To start the ball rolling on my Nürnberg reports, here is some info on the Hornby Elite DCC unit.
Simon Kohler kindly gave me a demo of the Elite and let me have a go myself. He said that the Elite controllers were ready for dispatch in China and would be in Europe soon.
After the issues that came up around last Christmas after the release of the Hornby Select DCC system, I was keen to address those problems and see if the Elite was any better. I think that you have to look at the two products as two different concepts all together. I saw them as a "little brother" and a "big brother", but in reality they are more like "cousins". There is a relation, but they are two vastly different systems.
The Select is fine by itself as a train set controller. The Elite is a full-spec command controller that does what 95% of DCC users would ever want. The other 5% of DCC users are going to have to look elsewhere as Hornby are not going to produce a top of the range "Zimo-like" system in the foreseeable future. Try and understand where their market is and where they have to aim for regarding pricing and market share. Note that these percentages are not based on market research, but are arbitrary and used to get a point across.
Hornby had a DCC layout with a few locos running around separate tracks:
This might have been cool for Hornby, but they need to go over and see the likes of Märklin and see what automation is all about. Märklin had a DCC layout with 10 to 15 trains running at once including a Big-Boy bulling about 50 wagons. Very impressive. But back to Hornby:
Whilst we were testing the Elite, a representative of Electrotren was testing a Spanish loco on the "British" layout. Diesel locomotive 316 of the RENFE:
This loco had multiple functions including separately controlled indicator boxes. Very smart.
The Elite unit on demo was fully functional. It was a final production sample sent from China to Hornby for the show. The buttons were easy to press, they had a positive feel when pressed. The rotary encoders were smooth with a slight ratcheted feel. The dials were used to cycle through the menu and the dial is also uses as a confirm button when pressed. Good action and movement. Very solid construction.
The Hornby Elite unit:
The display is large - with very big characters. It will appeal to those with bad eyesight. Two rows of alpha-numeric characters, 8 per row. Direction allows, loco speed and 12 function status indicators make up the rest of the display.
The test setup with two rolling roads, one as a programming track and the other to run the loco:
The Elite is multi lingual.
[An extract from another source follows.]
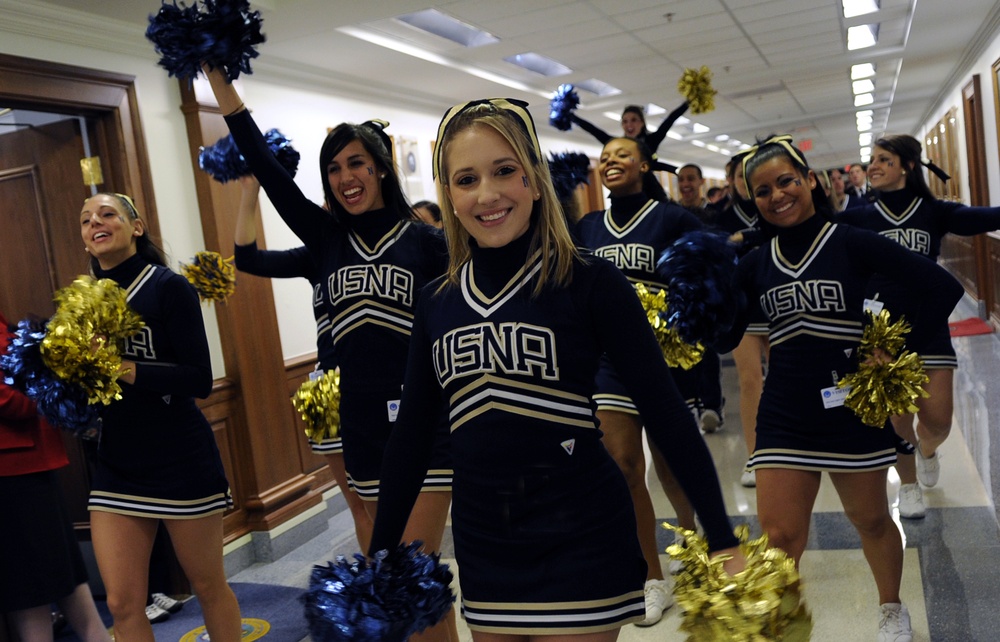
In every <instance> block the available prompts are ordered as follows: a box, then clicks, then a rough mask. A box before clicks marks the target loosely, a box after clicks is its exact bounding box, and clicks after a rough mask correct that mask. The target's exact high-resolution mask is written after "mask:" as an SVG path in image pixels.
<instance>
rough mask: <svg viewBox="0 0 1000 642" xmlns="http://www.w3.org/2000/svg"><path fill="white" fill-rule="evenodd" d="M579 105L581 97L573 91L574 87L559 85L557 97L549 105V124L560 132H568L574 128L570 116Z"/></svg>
mask: <svg viewBox="0 0 1000 642" xmlns="http://www.w3.org/2000/svg"><path fill="white" fill-rule="evenodd" d="M579 105H580V96H578V95H577V93H576V90H574V89H573V85H559V88H558V89H556V95H555V96H553V97H552V101H551V102H550V103H549V124H550V125H552V126H553V127H555V128H556V129H558V130H560V131H564V132H568V131H569V130H570V129H571V128H572V127H573V121H572V120H570V116H572V115H573V112H574V111H575V110H576V108H577V107H578V106H579Z"/></svg>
It is perhaps an indication of the intended direction that Hornby wishes to go. Just beware of setting the device to some foreign language as you may struggle to navigate back to English. The 9th press of the Unit button will take you to the system reset and you can get back to the default settings (which hopefully are English).
A fast clock that can go up to 10 times that of real time is provided. This makes protypical timetable operations possible and fun to follow in a few hours of play. Perhaps someone who uses a fast clock can enlighten us to what can be achieved on a layout that runs one.
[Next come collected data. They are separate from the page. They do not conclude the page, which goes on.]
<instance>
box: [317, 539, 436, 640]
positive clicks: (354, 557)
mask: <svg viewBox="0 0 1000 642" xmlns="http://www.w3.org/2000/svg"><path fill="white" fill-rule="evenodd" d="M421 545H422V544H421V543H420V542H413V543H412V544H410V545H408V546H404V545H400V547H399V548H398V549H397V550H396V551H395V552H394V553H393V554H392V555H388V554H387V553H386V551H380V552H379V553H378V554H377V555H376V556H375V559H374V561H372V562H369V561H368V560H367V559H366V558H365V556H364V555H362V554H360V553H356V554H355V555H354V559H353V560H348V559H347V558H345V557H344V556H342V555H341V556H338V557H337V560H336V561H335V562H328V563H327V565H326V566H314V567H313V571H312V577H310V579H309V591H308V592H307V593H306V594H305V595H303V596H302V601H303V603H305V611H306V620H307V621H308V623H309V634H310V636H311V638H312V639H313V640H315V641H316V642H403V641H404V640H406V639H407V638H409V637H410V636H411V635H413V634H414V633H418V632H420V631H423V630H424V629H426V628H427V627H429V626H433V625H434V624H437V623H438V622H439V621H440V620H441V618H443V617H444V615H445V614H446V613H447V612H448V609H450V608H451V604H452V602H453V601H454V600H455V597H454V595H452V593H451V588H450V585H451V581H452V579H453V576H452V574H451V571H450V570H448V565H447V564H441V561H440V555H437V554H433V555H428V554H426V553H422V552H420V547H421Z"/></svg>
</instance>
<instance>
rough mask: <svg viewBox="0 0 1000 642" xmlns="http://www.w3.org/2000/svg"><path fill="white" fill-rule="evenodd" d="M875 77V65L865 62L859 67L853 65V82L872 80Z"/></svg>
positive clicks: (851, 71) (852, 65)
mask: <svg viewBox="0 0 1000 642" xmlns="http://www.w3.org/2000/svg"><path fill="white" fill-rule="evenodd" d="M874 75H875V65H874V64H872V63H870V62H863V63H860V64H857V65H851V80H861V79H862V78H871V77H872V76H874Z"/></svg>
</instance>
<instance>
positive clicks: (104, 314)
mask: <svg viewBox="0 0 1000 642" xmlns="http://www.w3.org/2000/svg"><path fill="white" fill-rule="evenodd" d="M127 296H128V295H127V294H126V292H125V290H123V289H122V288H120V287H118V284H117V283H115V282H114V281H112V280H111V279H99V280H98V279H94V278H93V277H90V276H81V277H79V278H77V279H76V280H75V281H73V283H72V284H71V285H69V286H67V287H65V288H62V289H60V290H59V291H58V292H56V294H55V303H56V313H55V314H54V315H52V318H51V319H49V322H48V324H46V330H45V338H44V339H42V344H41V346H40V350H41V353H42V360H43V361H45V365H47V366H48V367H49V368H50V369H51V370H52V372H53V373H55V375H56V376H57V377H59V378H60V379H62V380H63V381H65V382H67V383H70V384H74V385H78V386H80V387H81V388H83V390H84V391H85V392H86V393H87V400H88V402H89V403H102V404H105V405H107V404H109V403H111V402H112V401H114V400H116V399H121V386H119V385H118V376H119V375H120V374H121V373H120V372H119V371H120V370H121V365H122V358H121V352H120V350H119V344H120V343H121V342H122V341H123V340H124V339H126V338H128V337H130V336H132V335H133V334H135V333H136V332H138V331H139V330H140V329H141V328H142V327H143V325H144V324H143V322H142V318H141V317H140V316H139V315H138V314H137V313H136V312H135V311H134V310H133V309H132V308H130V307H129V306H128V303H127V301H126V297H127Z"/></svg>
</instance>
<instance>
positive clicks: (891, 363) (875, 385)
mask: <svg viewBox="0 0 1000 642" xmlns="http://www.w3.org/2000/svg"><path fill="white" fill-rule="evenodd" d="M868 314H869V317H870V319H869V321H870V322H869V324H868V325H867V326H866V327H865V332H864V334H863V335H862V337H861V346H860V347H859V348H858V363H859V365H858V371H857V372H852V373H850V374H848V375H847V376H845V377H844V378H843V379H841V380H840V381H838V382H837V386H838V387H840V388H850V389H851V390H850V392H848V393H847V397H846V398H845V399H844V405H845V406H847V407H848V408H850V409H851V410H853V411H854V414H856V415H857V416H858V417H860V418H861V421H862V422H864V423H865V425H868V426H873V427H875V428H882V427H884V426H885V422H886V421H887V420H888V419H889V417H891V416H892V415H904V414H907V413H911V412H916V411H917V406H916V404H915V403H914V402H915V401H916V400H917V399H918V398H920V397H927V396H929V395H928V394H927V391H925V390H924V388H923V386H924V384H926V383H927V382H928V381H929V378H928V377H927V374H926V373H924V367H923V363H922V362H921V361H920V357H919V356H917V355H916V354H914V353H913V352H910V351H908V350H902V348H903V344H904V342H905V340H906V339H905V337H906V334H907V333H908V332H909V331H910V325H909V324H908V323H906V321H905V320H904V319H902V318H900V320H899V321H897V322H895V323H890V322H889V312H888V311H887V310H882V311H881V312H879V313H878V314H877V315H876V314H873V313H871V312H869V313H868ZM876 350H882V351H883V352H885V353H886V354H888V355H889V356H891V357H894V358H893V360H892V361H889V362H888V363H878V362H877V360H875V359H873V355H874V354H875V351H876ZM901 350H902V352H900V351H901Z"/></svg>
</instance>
Ok, I had to find out if the device could read a decoder's address (this is what happens when members send in questions). Yes it can. No the decoder was not the R8215 loco decoder, so it's address we able to be read. No problems there.
Each programming step is followed by the device flashing it's red LED 8 times. It seems a bit long - especially if you are doing things in a hurry. Programming is straight forward, simple and logical.
Running the programmed loco:
The menu structure can be seen below. It shows the simplicity and depth of features of the device. I was able to get the loco up and running without even looking at this sheet by simply following the order of menu items that came up on the display.
The 'crib sheet' giving the structure of the menu system:
So as we know, the Elite has 3 amps down to the track and can control about 6 to 10 locos at once. The twin control dials help in that respect. We are going to see more Hornby XpressNet cables and connectors that will help to add the walkabout units and to extend the XpressNet network around your layout.
A computer interface is provided, but no software. Apparently it has been tested with Railroad & Co, not sure about JMRI but I assume it uses basic XpressNet function calls and can emulate a Lenz system.
I don't expect many problems to arise when this is released as long as it does what this demo model did. Home users are going to be happy with this. Are British modellers going to hold off for Dynamis? I'm not sure. I think it will do well though and it will raise DCC awareness in the UK - that can only be good.
As an end note to the Hornby DCC segment, I asked Simon about the new Sapphire decoder. It is not a Lenz Gold, but it has features like a Lenz Gold. It is not in the 2007 catalogue as it has been produced in part due to the demands of the modelling fraternity who are expecting Hornby to produce a quality decoder. No news on it's release date or price yet.